Jak podaje portal Engadget, producent pasażerskiego drona planuje zacząć sprzedawać drony w 2023 roku. Masowa produkcja pojazdu jest planowana na 2026 rok.
Na razie jednak maszyna ma problem baterią, która nie starcza sensownie dłuższy lot. Jeden z kierowników projektu w wywiadzie dla Bloomberga, powiedział ,że Japonia jako bardzo gęsto zaludniony kraj, potrzebuje tego typu wynalazków, które zmniejszą ruch na zakorkowanych drogach.
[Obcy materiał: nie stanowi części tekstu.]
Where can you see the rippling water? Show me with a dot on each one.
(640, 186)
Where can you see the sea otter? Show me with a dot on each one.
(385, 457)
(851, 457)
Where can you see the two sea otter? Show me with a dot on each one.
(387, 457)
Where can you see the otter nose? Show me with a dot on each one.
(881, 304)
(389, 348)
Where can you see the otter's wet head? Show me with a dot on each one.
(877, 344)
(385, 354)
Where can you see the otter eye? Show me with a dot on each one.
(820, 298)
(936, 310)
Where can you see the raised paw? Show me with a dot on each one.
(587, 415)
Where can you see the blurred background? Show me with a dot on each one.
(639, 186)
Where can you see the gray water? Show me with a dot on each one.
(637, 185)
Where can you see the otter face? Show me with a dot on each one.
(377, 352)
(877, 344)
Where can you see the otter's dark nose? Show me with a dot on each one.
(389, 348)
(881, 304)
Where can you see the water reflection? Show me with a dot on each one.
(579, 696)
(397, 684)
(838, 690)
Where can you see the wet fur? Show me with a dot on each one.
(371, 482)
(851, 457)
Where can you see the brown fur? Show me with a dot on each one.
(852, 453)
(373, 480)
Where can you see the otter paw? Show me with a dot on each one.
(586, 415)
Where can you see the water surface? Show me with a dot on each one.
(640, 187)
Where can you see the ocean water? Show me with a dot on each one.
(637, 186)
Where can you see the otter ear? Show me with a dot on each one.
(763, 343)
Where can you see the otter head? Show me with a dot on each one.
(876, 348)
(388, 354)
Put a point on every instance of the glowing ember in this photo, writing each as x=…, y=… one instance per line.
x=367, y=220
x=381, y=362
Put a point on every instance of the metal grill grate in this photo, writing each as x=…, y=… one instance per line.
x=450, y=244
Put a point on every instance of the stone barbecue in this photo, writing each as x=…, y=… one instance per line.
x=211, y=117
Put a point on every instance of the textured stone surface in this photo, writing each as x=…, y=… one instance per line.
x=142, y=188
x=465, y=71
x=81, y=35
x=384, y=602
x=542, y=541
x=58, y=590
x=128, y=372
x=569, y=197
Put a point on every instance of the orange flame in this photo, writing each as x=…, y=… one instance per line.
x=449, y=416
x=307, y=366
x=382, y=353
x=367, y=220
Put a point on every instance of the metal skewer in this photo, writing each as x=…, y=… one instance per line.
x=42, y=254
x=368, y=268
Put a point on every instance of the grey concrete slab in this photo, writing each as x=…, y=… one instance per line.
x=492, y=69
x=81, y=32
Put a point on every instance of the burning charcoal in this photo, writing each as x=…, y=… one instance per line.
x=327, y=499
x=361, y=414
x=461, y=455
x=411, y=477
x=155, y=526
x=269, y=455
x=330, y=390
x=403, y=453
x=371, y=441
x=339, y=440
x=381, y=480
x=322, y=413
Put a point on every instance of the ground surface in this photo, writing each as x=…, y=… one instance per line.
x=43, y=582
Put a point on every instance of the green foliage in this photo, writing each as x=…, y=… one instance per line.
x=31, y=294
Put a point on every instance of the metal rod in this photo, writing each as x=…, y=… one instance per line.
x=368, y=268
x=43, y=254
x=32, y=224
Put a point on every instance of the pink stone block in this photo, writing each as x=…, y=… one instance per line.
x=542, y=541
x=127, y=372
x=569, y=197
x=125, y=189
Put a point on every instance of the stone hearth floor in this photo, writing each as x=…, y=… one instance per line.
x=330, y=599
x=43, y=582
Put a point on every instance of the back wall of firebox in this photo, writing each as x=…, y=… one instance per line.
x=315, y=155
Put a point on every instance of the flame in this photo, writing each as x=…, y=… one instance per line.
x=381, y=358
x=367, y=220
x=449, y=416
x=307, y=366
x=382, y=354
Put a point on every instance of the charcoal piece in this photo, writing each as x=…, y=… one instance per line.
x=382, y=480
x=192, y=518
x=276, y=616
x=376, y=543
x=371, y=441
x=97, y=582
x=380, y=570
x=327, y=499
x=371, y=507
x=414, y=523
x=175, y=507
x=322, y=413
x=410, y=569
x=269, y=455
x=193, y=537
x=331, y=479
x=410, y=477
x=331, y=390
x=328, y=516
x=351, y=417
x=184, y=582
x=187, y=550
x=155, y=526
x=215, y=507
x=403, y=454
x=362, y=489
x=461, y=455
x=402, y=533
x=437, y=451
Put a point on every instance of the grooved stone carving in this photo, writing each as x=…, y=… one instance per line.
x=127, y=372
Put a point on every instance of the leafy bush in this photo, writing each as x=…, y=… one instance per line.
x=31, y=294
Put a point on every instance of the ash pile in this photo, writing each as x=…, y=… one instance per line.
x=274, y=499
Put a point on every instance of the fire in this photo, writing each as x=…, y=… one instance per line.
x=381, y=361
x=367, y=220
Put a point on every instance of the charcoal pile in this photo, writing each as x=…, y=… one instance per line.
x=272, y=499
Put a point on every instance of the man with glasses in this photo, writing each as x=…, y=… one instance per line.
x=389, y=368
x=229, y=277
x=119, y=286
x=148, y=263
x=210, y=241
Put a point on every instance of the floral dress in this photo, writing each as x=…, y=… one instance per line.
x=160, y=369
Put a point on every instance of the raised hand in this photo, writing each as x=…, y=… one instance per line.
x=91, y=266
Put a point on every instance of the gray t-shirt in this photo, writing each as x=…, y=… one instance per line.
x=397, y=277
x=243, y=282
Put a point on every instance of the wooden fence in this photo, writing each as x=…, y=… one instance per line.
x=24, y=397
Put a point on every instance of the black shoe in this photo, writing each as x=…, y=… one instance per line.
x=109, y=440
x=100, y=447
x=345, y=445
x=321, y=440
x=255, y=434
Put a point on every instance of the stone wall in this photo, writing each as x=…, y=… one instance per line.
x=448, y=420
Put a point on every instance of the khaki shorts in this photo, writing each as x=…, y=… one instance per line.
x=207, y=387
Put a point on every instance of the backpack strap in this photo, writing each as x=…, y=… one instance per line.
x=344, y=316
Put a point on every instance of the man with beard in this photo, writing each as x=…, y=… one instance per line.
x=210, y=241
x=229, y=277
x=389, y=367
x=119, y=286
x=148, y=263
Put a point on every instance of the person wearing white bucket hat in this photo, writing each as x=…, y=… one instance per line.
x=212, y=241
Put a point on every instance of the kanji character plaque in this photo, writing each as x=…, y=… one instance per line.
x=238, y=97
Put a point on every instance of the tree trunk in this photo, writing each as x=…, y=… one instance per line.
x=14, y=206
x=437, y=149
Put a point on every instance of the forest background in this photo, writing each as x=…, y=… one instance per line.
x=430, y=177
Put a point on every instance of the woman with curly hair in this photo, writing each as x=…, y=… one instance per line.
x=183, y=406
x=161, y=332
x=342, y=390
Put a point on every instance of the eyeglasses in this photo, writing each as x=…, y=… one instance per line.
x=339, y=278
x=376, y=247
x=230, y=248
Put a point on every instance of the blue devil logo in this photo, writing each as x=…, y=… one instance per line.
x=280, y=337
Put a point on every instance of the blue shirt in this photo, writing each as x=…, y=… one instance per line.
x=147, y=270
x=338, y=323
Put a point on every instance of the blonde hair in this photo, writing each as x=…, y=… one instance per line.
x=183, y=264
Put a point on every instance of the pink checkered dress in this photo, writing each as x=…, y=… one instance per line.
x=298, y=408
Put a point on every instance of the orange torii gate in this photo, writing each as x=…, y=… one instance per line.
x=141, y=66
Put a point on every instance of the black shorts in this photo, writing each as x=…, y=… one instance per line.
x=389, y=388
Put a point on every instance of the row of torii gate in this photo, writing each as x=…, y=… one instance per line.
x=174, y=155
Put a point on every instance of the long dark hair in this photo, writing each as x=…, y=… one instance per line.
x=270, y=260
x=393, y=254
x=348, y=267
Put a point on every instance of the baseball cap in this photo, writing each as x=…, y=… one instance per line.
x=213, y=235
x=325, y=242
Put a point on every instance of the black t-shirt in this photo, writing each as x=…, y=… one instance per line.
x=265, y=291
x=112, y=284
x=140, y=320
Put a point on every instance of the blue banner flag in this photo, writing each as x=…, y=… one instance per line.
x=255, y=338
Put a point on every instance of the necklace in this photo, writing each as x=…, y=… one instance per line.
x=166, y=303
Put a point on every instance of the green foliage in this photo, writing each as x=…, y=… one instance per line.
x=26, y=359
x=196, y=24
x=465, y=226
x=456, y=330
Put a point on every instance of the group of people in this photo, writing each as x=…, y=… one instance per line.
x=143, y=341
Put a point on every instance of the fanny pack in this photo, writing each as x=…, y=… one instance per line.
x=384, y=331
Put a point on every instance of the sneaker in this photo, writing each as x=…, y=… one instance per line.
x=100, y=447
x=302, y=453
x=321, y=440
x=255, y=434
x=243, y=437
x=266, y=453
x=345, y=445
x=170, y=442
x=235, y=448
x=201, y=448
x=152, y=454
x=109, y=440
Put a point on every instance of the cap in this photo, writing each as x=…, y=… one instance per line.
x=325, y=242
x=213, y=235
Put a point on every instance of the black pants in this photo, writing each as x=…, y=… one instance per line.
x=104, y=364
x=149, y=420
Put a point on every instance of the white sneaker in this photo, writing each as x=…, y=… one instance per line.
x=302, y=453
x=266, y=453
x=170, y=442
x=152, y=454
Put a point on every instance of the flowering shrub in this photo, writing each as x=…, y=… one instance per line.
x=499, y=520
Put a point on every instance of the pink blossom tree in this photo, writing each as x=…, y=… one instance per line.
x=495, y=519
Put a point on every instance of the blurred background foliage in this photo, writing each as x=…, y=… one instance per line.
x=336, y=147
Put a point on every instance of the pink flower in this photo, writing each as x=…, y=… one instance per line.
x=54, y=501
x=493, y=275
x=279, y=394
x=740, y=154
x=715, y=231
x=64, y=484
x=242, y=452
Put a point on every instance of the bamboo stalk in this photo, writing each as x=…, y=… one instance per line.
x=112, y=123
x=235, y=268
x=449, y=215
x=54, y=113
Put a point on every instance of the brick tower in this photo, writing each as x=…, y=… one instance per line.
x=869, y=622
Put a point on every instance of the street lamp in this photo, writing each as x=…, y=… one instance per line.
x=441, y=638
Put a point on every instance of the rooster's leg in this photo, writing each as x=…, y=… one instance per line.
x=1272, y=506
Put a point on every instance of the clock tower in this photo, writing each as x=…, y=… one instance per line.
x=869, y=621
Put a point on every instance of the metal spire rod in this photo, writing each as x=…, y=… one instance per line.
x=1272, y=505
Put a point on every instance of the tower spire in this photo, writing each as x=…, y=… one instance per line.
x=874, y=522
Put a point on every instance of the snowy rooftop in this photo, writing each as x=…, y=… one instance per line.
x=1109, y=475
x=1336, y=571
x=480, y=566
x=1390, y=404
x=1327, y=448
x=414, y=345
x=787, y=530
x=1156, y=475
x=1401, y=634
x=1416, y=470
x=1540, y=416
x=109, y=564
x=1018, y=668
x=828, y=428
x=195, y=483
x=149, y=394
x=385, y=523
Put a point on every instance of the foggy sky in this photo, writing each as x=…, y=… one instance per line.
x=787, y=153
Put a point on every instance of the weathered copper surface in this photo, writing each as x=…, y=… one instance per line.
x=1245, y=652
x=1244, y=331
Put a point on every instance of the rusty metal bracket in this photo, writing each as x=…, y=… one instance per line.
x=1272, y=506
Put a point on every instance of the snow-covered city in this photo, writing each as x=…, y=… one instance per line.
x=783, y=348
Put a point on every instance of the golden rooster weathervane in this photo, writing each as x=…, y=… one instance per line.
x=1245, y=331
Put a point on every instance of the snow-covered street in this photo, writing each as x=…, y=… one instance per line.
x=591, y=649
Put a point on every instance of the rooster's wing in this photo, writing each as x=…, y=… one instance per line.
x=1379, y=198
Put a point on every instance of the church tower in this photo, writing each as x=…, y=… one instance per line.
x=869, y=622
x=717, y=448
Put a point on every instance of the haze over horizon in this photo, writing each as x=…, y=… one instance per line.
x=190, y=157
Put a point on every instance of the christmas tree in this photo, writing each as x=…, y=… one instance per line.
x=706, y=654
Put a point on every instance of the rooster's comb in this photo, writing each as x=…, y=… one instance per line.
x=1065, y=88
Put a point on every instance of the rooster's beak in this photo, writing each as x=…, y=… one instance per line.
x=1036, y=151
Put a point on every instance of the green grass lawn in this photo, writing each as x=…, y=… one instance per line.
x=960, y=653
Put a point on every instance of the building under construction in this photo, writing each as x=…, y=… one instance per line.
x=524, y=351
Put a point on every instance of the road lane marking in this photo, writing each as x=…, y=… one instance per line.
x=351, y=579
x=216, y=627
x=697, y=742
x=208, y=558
Jednak nie tylko w Japonii testowane są rewolucyjne rozwiązania transportowe. W Dubaju eksperymentowano już z jednoosobowymi chińskimi dronami Ehang 184. Również słowacka firma AeroMobil chce zmienić oblicze zatłoczonych miast i projektuje pierwszy latający samochód. Jak można się domyślić, pojazdy te będą bardzo drogie i np. produkt AeroMobil będzie kosztował najprawdopodobniej ponad 1,5 miliona euro.
Inne prywatne firmy, takie jak Uber czy Volvo, również są fazie projektowania latających pojazdów mając nadzieję na wygraną w tym wyścigu. NEC dzięki wsparciu rządu Japonii, będzie miało środki na kontynuowanie eksperymentów by nie stracić swojej silnej pozycji w tej rywalizacji.